Foto por: Divulgação
Pastor Milton Ribeiro

Bolsonaro nomeia pastor Milton Ribeiro, ligado ao Mackenzie, para comandar o MEC

Por: Folhapress
10/07/2020 às 18:06
Política

Indicação partiu de Jorge de Oliveira, ministro-chefe da Secretaria Geral da Presidência

O presidente Jair Bolsonaro (sem partido) nomeou o pastor e professor universitário Milton Ribeiro para comandar o MEC (Ministério da Educação).

O anúncio foi feito em uma rede social. Em seguida, a decisão foi publicada no Diário Oficial da União, em edição extra.

Ribeiro é ex-vice-reitor do Mackenzie, em São Paulo. Ele também é pastor da Igreja Presbiteriana de Santos, litoral de São Paulo.

"Indiquei o professor Milton Ribeiro para ser o titular do Ministério da Educação. Doutor em educação pela USP, [Universidade de São Paulo] e mestre em direito pela Universidade Presbiteriana Mackenzie e graduado em direito e teologia", escreveu o presidente.
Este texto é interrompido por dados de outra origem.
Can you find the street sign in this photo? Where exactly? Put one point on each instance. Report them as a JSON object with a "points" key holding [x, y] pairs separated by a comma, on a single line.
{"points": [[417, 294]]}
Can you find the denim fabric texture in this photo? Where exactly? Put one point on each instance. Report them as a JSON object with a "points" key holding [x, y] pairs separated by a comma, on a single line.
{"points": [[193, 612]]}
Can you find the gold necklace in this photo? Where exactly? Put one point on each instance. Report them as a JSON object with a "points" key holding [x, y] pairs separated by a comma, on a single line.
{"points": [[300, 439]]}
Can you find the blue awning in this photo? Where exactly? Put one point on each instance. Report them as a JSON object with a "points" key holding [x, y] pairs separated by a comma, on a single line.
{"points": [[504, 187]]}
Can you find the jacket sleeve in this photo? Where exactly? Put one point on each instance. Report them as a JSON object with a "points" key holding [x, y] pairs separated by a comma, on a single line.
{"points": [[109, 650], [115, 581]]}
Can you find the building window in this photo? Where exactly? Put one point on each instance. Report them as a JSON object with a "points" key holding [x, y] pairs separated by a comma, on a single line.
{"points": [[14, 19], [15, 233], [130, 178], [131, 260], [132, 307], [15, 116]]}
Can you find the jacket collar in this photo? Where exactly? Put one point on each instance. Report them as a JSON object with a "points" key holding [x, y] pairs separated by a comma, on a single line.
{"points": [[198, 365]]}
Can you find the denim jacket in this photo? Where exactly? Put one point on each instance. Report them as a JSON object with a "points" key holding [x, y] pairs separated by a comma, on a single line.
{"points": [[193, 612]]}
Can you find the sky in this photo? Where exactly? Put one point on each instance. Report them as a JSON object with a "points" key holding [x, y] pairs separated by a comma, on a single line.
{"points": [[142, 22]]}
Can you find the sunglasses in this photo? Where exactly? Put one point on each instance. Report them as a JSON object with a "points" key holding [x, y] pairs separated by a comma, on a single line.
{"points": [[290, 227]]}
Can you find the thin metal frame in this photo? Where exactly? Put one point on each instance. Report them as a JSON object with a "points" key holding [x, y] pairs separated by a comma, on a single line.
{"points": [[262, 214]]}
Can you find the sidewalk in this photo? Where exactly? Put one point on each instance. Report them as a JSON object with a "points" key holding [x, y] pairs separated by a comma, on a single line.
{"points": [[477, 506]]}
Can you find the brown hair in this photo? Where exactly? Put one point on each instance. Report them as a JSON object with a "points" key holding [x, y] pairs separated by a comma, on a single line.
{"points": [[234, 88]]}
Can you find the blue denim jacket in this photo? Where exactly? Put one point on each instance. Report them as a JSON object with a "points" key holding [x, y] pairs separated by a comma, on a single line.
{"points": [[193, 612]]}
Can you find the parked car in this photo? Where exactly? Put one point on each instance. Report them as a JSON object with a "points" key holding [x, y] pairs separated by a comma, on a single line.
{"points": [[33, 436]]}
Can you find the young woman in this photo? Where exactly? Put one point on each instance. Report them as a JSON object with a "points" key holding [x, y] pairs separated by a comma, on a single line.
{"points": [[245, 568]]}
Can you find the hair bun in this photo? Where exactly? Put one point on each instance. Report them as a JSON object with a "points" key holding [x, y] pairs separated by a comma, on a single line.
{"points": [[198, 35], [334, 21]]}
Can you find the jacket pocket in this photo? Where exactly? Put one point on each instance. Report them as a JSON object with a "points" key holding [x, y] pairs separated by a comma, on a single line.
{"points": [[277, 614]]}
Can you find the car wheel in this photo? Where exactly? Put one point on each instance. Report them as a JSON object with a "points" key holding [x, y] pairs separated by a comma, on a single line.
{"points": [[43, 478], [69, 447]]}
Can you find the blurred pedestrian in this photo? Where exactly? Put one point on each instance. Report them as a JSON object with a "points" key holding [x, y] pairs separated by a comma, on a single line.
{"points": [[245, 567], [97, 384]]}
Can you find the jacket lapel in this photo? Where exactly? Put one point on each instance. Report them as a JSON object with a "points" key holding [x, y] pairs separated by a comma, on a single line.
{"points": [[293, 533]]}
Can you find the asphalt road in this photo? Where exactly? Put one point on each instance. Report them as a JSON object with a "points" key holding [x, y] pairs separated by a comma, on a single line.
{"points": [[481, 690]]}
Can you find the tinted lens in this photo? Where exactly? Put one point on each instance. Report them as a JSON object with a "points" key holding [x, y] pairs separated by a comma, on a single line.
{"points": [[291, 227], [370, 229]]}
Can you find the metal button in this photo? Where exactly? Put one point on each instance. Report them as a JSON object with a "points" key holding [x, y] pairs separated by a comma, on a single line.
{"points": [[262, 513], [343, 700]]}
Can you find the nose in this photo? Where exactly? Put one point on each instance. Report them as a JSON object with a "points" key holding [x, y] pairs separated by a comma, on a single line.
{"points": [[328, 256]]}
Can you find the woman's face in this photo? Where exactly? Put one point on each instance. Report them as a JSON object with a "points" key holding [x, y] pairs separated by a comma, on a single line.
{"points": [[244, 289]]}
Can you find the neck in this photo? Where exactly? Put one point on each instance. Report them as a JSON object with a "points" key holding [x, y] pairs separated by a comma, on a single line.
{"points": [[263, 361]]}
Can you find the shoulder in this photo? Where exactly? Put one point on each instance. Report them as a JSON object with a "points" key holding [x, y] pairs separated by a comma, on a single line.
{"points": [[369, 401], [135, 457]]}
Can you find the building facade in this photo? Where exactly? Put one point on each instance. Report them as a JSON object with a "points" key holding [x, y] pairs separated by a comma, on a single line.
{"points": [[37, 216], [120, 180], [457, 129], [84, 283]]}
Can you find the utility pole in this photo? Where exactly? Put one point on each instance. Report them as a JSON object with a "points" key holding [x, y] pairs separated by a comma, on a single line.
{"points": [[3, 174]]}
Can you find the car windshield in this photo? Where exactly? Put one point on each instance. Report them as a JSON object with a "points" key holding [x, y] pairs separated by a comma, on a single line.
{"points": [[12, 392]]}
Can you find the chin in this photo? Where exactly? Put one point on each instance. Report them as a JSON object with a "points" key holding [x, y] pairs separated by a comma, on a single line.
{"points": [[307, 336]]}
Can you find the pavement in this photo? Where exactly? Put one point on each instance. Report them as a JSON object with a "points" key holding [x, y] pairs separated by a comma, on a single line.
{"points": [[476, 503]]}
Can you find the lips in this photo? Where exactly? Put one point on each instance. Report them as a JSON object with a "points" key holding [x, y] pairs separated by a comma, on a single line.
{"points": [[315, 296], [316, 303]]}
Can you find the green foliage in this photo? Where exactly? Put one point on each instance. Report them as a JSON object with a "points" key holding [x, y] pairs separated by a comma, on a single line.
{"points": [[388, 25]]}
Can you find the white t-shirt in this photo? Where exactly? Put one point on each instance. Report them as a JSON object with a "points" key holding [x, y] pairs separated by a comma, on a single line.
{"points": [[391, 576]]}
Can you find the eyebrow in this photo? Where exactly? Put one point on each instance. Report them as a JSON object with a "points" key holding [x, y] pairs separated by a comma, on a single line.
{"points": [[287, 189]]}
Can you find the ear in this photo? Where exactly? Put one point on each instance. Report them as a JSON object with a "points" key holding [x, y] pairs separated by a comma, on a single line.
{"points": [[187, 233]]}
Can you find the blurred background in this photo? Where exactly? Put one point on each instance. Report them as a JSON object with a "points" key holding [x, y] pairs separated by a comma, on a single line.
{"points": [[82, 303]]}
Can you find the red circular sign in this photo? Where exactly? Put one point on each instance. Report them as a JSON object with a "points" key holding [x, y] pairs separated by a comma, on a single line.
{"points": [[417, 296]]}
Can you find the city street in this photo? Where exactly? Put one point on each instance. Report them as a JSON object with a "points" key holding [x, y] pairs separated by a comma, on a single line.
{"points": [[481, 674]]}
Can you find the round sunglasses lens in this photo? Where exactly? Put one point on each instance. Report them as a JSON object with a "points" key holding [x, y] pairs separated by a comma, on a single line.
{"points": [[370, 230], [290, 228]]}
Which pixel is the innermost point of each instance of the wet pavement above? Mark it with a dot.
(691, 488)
"Desde maio de 2019, é membro da Comissão de Ética da Presidência da República."

Doutor em educação pela USP (Universidade de São Paulo), Ribeiro teve seu nome levado ao presidente, de acordo com fontes envolvidas no processo, pelo ministro Jorge Oliveira (Secretaria-Geral). Também contou com entusiasmo do ministro da Justiça, André Mendonça.

Ribeiro era o nome de São Paulo citado por Bolsonaro como possível ministro. O presidente sondou evangélicos, incluindo Ribeiro, após pressão de evangélicos sobre o cargo, movimento este que valeu o enfraquecimento do nome do secretário de Educação do Paraná, Renato Feder.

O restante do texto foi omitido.